I am sorry, the hon. Gentleman will appreciate that I do not have time.
Those hauliers find that their business is being taken by lorries coming over from France loaded with fuel that is far cheaper. There is a problem here and we have to balance prices up. We have to recognise that there is a split between the needs of the environment and the needs of the Chancellor.
I should like to think that we could be looking at the question of the trading of permits. That was one of the issues that Marshall considered in his review of energy taxation. It is an interesting market, of which Britain could corner a bit, but, more important, it would give us greater flexibility in emission control. To deal only with one part of the Marshall report is short-sighted.

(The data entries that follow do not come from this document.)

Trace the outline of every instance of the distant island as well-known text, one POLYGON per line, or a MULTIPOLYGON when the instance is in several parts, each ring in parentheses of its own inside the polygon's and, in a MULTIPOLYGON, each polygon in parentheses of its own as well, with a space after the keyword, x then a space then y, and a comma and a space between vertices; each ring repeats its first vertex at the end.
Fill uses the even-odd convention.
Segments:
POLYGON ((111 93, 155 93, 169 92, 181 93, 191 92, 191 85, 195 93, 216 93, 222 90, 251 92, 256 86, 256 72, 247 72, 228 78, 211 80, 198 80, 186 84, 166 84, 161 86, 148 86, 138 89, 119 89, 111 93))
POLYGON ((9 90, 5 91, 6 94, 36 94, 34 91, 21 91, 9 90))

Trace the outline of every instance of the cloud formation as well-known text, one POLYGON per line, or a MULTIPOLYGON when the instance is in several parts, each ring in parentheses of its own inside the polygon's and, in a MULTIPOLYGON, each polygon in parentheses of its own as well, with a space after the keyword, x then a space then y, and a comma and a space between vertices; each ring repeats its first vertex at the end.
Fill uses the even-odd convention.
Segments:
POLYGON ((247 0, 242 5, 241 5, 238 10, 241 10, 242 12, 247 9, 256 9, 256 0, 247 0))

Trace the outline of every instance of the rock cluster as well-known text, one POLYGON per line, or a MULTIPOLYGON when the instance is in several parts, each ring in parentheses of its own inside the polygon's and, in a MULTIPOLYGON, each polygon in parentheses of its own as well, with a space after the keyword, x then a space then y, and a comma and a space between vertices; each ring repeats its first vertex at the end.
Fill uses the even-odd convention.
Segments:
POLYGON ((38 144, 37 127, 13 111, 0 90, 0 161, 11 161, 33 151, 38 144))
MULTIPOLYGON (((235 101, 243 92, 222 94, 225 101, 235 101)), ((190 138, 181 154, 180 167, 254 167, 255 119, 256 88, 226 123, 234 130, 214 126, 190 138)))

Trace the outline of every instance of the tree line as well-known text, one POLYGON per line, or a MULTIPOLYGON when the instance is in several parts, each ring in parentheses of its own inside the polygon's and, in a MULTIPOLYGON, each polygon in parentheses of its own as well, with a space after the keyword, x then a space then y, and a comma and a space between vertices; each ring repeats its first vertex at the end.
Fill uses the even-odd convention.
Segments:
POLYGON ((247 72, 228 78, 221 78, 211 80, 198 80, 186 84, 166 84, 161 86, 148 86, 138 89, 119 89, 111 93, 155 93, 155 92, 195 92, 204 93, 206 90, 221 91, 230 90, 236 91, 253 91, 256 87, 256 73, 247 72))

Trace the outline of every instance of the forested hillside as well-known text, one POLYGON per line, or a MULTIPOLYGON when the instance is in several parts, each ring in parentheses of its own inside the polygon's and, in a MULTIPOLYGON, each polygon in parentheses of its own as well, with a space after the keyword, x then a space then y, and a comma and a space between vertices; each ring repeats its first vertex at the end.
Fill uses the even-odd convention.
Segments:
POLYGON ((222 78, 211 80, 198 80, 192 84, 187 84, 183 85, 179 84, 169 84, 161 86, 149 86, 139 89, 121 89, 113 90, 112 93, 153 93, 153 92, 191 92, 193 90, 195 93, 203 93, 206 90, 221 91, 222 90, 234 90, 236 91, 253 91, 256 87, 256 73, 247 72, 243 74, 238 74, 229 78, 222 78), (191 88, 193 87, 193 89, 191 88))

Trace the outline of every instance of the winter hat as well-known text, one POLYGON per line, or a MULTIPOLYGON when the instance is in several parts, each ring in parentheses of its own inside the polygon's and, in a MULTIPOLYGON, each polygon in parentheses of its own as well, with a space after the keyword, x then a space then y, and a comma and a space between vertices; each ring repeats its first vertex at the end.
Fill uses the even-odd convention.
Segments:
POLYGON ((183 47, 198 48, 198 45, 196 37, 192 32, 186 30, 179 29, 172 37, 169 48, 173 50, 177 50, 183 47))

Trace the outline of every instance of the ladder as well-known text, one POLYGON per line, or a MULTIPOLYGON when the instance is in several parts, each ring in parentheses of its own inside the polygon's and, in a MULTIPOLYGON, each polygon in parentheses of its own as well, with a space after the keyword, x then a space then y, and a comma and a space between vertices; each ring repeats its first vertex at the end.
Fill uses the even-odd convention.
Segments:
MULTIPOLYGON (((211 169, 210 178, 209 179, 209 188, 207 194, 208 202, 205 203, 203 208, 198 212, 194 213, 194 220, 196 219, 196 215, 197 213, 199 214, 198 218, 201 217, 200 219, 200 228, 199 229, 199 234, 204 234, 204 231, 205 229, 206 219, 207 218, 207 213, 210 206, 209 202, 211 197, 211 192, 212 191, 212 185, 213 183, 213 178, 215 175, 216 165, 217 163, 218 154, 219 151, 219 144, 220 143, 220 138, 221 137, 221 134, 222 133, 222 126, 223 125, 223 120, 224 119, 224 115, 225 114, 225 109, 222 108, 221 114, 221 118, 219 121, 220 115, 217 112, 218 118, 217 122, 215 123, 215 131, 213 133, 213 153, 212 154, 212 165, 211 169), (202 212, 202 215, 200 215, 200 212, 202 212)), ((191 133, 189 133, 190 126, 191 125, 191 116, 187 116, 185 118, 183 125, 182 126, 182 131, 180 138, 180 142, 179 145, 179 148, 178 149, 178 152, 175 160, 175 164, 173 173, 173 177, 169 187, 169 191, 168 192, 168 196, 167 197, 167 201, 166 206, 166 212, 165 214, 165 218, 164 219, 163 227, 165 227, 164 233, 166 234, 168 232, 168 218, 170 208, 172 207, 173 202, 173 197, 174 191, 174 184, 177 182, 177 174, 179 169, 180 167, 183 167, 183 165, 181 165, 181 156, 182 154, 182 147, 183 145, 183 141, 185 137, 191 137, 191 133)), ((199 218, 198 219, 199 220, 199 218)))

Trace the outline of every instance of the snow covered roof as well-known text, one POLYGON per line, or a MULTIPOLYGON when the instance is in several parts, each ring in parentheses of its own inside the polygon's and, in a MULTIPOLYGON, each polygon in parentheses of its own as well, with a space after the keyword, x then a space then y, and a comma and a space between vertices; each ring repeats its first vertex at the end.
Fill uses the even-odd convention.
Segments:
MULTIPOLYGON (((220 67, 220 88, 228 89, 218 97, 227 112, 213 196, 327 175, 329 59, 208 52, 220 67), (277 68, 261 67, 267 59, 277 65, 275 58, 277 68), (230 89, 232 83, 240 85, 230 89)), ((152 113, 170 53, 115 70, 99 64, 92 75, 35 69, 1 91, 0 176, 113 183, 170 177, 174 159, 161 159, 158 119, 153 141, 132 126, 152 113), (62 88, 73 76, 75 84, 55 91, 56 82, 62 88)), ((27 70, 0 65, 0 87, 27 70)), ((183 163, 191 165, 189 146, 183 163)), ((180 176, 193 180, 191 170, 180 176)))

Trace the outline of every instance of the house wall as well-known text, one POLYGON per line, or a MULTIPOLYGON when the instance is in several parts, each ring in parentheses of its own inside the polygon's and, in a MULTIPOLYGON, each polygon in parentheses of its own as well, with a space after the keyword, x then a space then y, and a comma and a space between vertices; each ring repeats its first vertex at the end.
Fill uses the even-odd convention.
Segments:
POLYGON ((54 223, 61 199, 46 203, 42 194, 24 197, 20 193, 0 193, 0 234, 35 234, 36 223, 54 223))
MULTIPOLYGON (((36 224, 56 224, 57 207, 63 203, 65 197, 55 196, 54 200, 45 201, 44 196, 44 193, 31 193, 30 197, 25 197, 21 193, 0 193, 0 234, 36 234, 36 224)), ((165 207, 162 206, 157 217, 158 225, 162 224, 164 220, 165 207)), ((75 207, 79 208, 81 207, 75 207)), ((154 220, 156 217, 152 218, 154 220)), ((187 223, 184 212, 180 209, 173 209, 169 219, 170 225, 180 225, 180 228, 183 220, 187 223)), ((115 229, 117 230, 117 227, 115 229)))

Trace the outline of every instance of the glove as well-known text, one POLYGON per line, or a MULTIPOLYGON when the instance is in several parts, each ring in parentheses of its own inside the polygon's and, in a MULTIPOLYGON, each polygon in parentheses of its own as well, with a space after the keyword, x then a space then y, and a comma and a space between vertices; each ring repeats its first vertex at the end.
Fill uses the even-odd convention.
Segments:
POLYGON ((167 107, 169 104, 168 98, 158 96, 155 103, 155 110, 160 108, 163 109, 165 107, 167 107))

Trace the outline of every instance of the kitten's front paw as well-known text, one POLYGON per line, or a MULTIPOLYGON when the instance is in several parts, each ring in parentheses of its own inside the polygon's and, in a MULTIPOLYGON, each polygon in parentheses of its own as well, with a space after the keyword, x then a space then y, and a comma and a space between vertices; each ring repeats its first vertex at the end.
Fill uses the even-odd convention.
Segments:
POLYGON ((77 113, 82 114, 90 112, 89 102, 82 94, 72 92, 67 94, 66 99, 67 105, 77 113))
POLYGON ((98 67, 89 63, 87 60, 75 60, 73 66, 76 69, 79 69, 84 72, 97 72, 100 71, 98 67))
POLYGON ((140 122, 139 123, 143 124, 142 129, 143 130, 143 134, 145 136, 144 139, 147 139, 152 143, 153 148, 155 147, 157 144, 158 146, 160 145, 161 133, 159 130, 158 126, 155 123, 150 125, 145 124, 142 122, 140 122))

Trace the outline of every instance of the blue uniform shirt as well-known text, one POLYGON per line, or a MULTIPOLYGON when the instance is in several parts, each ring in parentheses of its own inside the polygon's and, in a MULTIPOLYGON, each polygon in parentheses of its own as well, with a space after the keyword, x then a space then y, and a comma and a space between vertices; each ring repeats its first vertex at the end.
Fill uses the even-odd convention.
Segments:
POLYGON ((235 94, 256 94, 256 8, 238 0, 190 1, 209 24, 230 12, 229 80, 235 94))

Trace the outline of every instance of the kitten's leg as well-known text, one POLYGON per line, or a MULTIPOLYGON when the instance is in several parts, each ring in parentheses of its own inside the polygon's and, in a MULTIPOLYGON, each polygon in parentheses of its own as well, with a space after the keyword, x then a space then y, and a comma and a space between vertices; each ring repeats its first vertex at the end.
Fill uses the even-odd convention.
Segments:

We see a Government who recognise that we shall no longer be able to depend on the construction of steel mills or massive textile mills to mop up the employment of our people. We need small, effective businesses, and I look forward to continuing debates on e-commerce and the like, which are in their infancy and are only nodded to in the Budget. I know that that is part of the Government's programme. I see the Budget as an important step this year. I welcome it and hope that, by this time next year, we shall see that the small amounts that have been made available—if they were large amounts, the Government would be attacked for providing subsidies—for support and assistance to small businesses and industry in general, and the climate and stability that the Government have created, are the greatest aspects of the Budget. I welcome it.